🤖 AI Summary
This study addresses the widespread leakage of Large Language Model (LLM) API credentials in iOS applications, which has led to unauthorized access and financial losses for developers, yet remains underexplored in prior research. The authors present the first empirical analysis by constructing a high-quality dataset of 444 iOS apps and introducing LLMKeyLens, a dynamic analysis framework that detects leaked credentials without requiring source code or decryption. Leveraging network traffic interception, provider-specific key extraction, validity verification, and JWT parsing, the framework identifies exploitable credentials in 282 apps across at least ten service providers. Follow-up assessments reveal that only 28% of affected apps remediated the issue within three months, highlighting a significant gap between security best practices and real-world integration. The paper further uncovers three prevalent leakage patterns and calls for coordinated efforts among developer awareness, platform policies, and provider guidance to mitigate this critical vulnerability.
📝 Abstract
The rapid integration of large language models (LLMs) into mobile applications has introduced a new class of credential security risk: leaked credentials that grant unauthorized access to LLM inference services, causing financial damage to developers. Prior work on credential leakage has focused primarily on Android apps; to date, no empirical study has systematically investigated LLM API key leakage in iOS applications.
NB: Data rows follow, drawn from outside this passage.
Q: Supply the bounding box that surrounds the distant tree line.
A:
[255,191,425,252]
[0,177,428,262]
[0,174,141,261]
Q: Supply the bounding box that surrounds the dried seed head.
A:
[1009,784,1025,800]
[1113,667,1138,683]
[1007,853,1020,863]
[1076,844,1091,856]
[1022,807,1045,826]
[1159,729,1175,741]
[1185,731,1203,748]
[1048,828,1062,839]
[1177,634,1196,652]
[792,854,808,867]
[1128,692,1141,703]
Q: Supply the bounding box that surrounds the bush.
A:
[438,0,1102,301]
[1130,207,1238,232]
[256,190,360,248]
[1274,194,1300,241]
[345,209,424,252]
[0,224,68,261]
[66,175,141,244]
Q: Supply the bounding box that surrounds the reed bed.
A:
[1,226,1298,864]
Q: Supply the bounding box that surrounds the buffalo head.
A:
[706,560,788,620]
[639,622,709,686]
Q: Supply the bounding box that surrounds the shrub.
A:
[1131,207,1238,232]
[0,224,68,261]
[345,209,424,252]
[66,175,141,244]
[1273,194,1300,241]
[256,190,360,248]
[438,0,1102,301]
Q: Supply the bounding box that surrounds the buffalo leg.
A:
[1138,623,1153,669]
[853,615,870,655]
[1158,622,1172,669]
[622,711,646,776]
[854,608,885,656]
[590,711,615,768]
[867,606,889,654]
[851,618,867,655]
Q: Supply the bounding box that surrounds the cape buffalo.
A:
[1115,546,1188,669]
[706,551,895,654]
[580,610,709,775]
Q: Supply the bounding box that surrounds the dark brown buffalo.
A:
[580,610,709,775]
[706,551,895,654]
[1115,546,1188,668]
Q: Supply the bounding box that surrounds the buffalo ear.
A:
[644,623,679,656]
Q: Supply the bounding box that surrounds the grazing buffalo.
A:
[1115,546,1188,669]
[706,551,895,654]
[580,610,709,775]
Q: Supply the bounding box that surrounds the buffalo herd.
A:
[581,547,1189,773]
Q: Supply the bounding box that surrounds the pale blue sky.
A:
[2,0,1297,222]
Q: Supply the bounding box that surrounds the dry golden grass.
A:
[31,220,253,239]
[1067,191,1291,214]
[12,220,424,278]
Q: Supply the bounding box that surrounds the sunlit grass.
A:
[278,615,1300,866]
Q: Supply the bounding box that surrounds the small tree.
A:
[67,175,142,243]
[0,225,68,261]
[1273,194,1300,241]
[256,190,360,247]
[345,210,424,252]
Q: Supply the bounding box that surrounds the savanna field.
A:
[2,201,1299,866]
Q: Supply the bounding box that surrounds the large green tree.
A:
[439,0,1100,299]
We present the first in-depth empirical study of API key leakage in LLM-integrated apps. We construct a high-quality dataset of 444 iOS applications, filtered from 1092 candidates through a standardized process, and develop LLMKeyLens, a dynamic analysis framework that detects LLM API key leakage via traffic interception, provider-specific key extraction, and active validity confirmation, requiring neither source code access nor binary decryption. Our analysis reveals that 282 applications expose exploitable LLM API credentials in network traffic, spanning at least ten providers. We identify three leakage patterns: JWT-based token leakage (48%), unauthenticated backend proxy access (33%), and plaintext API key transmission (19%). To assess remediation, we re-analyzed the same 282 vulnerable applications three months after responsible disclosure; only 28% had remediated the reported vulnerability, while 72% remained exploitable, with persistent issues stemming from unauthenticated backends and broken JWT implementations.
Our findings show that LLM API key leakage is both prevalent and persistent in the iOS ecosystem, exposing a systemic gap between developer practice and secure integration principles, and suggest that secure LLM integration requires not only developer awareness but also explicit security guidance from providers and platform-level enforcement.